Way before Schweighöfer’s safecracker role of Ludwig Dieter joins Scott Ward’s (Dave Bautista) crew to pull off a US$200 million heist, we learn that he actually named Sebastian Schlencht-Wöhnert and he works a mundane job as a bank teller. He has a passion for safecracking to the point he even made a YouTube tutorial but barely receives any decent views. One day, he finally manages to get his chance to test his safecracking skill after reading a mysterious comment on his YouTube tutorial.

Well, long story short, he passes the test (an underground safecracking competition of sorts) and he’s invited to join Gwendoline (Nathalie Emmanuel) as part of her international crew. From there, he gets to meet the rest of the crew including the brawny Brad Cage (Stuart Martin), hacker Korina (Ruby O. Fee) and getaway driver Rolph (Guz Khan). Their mission is to crack three complicated safes in various bank locations built by the late safe-builder great Hans Wagner (Christian Steyer).

(L-R) Guz Khan, Stuart Martin, Nathalie Emmanuel and Ruby O. Fee in Netflix's "Army of Thieves" (2021)

Sounds like fun. At least on paper, of course. But the execution turns out to be a different story altogether. Given the idea of pulling off not only one but three heists involving impossible-to-crack safes, I was expecting there would be lots of high-stakes scenarios.
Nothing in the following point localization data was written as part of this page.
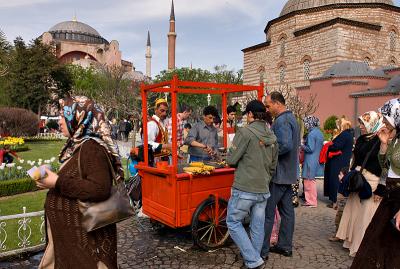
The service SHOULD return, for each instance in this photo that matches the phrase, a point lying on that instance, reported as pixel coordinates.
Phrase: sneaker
(260, 266)
(141, 214)
(278, 250)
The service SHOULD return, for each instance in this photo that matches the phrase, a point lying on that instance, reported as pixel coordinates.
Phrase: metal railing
(24, 233)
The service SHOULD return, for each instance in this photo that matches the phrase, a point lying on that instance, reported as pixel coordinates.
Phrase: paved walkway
(141, 246)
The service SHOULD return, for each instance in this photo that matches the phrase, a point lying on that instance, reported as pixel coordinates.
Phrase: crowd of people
(265, 154)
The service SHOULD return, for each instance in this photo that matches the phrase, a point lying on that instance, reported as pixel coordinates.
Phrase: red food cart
(182, 199)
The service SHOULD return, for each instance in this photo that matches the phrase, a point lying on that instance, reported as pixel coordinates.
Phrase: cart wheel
(207, 234)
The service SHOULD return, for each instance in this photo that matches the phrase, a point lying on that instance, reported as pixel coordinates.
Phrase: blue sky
(210, 32)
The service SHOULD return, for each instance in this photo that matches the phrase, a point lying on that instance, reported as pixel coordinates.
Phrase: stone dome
(294, 5)
(76, 31)
(74, 27)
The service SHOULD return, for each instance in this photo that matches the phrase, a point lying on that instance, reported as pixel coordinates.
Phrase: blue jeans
(240, 205)
(281, 196)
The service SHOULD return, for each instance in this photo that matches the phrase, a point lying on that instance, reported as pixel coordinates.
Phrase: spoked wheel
(207, 232)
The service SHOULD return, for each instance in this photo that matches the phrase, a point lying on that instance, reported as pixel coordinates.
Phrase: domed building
(310, 37)
(79, 43)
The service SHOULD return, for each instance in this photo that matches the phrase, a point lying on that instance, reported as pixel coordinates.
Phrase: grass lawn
(12, 205)
(33, 201)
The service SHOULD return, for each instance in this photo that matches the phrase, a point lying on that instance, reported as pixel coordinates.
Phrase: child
(6, 155)
(341, 201)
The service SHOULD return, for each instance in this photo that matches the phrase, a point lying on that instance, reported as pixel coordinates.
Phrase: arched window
(306, 69)
(282, 73)
(392, 40)
(392, 62)
(282, 42)
(367, 61)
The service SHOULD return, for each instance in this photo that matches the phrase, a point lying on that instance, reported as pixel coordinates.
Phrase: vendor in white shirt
(157, 132)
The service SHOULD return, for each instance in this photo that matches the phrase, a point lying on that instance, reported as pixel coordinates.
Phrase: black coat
(343, 142)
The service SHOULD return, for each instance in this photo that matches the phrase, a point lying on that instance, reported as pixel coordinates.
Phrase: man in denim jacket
(287, 132)
(254, 153)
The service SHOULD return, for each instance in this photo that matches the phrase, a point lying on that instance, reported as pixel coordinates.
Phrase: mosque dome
(76, 31)
(295, 5)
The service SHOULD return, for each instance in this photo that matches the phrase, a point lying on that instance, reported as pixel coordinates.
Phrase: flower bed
(14, 178)
(43, 137)
(15, 143)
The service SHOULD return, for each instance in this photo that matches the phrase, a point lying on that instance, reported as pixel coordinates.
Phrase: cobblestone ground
(141, 246)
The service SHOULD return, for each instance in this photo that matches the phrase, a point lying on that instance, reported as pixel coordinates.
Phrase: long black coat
(343, 142)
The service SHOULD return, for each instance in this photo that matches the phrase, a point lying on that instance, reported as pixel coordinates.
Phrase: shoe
(278, 250)
(260, 266)
(308, 205)
(334, 239)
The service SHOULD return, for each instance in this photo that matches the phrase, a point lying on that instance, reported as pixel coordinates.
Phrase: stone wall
(323, 47)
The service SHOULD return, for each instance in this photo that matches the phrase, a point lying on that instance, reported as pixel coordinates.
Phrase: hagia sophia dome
(295, 5)
(76, 31)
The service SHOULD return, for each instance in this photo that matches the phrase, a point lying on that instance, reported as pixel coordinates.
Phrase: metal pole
(144, 120)
(174, 123)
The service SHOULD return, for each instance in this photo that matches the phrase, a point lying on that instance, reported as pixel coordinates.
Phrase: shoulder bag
(357, 179)
(115, 209)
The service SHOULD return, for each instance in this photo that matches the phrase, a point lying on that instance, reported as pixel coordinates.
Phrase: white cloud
(20, 3)
(140, 11)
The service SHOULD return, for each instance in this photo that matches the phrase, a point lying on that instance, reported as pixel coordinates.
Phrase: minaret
(171, 39)
(148, 56)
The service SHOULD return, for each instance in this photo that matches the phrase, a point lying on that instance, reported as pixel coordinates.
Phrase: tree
(5, 49)
(301, 108)
(199, 101)
(36, 78)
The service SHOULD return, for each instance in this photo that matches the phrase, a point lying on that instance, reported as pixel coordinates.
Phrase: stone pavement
(141, 246)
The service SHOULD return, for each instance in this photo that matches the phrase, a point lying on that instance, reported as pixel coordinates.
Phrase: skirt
(357, 215)
(381, 243)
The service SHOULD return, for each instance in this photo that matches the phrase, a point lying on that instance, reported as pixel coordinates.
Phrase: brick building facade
(310, 36)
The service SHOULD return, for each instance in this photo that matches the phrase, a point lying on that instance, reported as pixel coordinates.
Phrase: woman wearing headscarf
(357, 213)
(89, 142)
(311, 166)
(339, 155)
(381, 243)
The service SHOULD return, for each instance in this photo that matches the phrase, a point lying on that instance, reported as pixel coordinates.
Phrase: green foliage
(44, 150)
(36, 78)
(109, 87)
(18, 122)
(52, 124)
(16, 186)
(4, 66)
(330, 123)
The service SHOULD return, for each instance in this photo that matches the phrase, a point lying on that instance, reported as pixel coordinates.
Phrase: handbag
(357, 179)
(115, 209)
(301, 155)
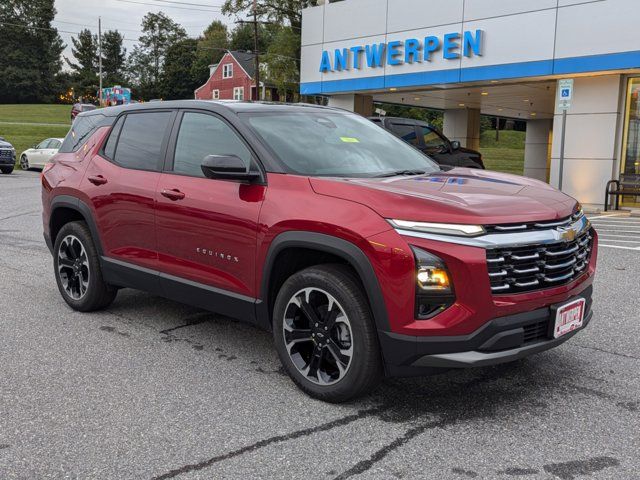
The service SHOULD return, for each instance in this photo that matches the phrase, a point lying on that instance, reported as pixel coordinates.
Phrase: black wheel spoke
(318, 337)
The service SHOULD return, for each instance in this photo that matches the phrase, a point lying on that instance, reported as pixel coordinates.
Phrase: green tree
(85, 68)
(281, 63)
(30, 50)
(211, 48)
(114, 57)
(159, 32)
(178, 80)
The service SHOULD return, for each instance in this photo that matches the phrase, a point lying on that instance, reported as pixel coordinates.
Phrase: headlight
(439, 228)
(434, 289)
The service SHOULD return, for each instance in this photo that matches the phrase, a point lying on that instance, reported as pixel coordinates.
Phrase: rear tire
(325, 335)
(77, 269)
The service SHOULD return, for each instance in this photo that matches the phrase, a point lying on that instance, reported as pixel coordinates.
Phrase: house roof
(247, 61)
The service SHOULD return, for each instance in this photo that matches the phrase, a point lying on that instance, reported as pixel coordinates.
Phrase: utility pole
(255, 43)
(100, 57)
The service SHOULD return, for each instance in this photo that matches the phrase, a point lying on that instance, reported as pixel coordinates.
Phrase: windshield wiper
(399, 173)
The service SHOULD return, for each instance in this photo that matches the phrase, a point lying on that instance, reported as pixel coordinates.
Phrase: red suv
(356, 250)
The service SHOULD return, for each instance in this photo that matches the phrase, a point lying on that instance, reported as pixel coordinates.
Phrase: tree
(30, 50)
(85, 68)
(159, 33)
(114, 57)
(281, 63)
(211, 48)
(178, 80)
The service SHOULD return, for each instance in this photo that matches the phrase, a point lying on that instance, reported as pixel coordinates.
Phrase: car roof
(230, 105)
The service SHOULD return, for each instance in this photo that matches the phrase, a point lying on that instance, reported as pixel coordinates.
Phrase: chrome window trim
(502, 240)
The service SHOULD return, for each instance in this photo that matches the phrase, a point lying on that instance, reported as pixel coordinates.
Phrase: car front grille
(538, 266)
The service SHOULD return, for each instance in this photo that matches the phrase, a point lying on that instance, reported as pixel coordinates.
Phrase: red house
(231, 79)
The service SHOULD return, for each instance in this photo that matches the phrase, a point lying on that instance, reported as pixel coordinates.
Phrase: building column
(361, 104)
(463, 125)
(537, 149)
(591, 140)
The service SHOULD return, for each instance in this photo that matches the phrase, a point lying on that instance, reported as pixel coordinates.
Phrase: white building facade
(499, 58)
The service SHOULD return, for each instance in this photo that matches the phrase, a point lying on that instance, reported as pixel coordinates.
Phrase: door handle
(97, 179)
(173, 194)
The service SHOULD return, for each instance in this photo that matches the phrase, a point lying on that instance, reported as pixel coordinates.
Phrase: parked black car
(7, 156)
(431, 141)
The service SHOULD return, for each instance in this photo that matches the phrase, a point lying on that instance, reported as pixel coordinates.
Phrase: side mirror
(227, 167)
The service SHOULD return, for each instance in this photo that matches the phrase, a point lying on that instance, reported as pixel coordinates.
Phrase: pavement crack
(270, 441)
(409, 435)
(578, 468)
(605, 351)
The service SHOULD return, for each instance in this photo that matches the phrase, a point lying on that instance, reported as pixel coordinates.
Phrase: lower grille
(536, 331)
(535, 267)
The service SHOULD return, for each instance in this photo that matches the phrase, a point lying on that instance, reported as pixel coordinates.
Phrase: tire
(310, 343)
(77, 270)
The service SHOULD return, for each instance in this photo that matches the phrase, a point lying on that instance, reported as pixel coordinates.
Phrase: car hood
(460, 195)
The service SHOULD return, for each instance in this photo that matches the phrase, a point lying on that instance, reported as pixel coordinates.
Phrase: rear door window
(142, 140)
(406, 132)
(202, 135)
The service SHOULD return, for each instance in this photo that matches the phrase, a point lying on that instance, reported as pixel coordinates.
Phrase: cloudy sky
(126, 15)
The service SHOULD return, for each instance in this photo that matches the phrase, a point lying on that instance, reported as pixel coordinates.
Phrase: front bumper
(501, 340)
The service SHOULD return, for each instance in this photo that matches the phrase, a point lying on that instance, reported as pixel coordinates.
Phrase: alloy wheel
(73, 267)
(318, 336)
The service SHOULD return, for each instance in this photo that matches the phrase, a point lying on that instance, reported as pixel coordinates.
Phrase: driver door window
(202, 135)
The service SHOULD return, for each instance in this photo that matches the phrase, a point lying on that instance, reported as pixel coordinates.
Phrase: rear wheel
(77, 269)
(325, 335)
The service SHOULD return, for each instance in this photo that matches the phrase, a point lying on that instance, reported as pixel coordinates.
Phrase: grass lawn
(18, 124)
(506, 155)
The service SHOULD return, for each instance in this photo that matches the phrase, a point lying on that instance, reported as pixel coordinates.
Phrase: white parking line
(636, 249)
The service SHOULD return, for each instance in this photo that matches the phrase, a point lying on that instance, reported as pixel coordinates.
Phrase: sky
(126, 16)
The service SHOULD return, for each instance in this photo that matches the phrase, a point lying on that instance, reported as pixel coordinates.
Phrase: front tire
(325, 335)
(77, 269)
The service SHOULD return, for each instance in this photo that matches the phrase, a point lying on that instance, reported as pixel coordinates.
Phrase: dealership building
(508, 59)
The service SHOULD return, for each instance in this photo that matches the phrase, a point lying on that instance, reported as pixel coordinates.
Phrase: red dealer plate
(569, 317)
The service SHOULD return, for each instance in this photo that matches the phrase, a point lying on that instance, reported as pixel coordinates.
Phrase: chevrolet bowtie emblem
(568, 234)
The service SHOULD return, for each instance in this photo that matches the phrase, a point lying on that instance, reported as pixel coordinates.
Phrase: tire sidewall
(79, 231)
(364, 339)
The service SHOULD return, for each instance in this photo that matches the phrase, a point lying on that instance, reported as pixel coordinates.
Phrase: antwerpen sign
(451, 46)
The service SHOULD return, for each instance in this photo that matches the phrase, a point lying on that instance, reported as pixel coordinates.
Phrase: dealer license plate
(569, 317)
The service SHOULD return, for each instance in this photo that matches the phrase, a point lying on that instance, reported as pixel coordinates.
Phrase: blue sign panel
(451, 46)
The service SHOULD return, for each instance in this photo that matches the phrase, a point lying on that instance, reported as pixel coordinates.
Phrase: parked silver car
(39, 155)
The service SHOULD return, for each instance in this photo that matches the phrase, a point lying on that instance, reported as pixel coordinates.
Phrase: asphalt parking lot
(152, 389)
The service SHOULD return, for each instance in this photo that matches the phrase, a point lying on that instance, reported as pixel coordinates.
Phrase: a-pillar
(463, 125)
(537, 149)
(362, 104)
(591, 140)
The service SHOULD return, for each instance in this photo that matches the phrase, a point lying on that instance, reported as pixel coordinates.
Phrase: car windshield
(336, 144)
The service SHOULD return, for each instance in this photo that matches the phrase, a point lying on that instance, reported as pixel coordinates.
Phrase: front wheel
(77, 268)
(325, 334)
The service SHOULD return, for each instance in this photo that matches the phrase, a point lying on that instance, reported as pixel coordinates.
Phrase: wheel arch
(349, 253)
(65, 209)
The first time when Sebastian is seen cracking a safe, Schweighöfer stages the scene with reasonable thrills and anticipation, combining close-up moments of his character carefully listening and turning the dial and the CGI shot of the internal gears of a safe. It was a thrilling moment to watch at first.

But then, it quickly wears off when the rest of the heist sequences take place because the safecracking action is more of the same. It’s not like Schweighöfer doesn’t attempt to spice things up between the safecracking moments, as evidently with Gwendoline engages in martial arts sequences as she takes down the security guards. Too bad the added action setpieces somehow lack both finesse and excitement. It doesn’t help either when I find it annoying to see Sebastian loves to rant about the history of each three respective safes while cracking them. This, in turn, tends to dilute the suspense and it would have been better if the stories about the three legendary safes are told before the actual heist begins.

The characters are mostly a letdown. Schweighöfer may provide decent comic relief in Army of the Dead but I’m not sure about him getting his own spinoff. His goofy charm can only go so far and his comedic touch is often repetitive. Frankly, the kind of character that he plays here fits better as a supporting role than leading a film. Nathalie Emmanuel brings a likeable and sexy charm to her character as Gwendoline, even though her would-be onscreen romance with Schweighöfer lacks all the necessary sparks.

Similar to Army of the Dead, this prequel also suffers the case of overstaying its welcome, where it unnecessarily stretches over two hours long. Sure, the film is not as lengthy as the former’s bloated 148-minute running time. But it still feels like it desperately needs some serious trimmings, thanks to the significantly tedious moments throughout the film.

Army of Thieves is currently streaming on Netflix.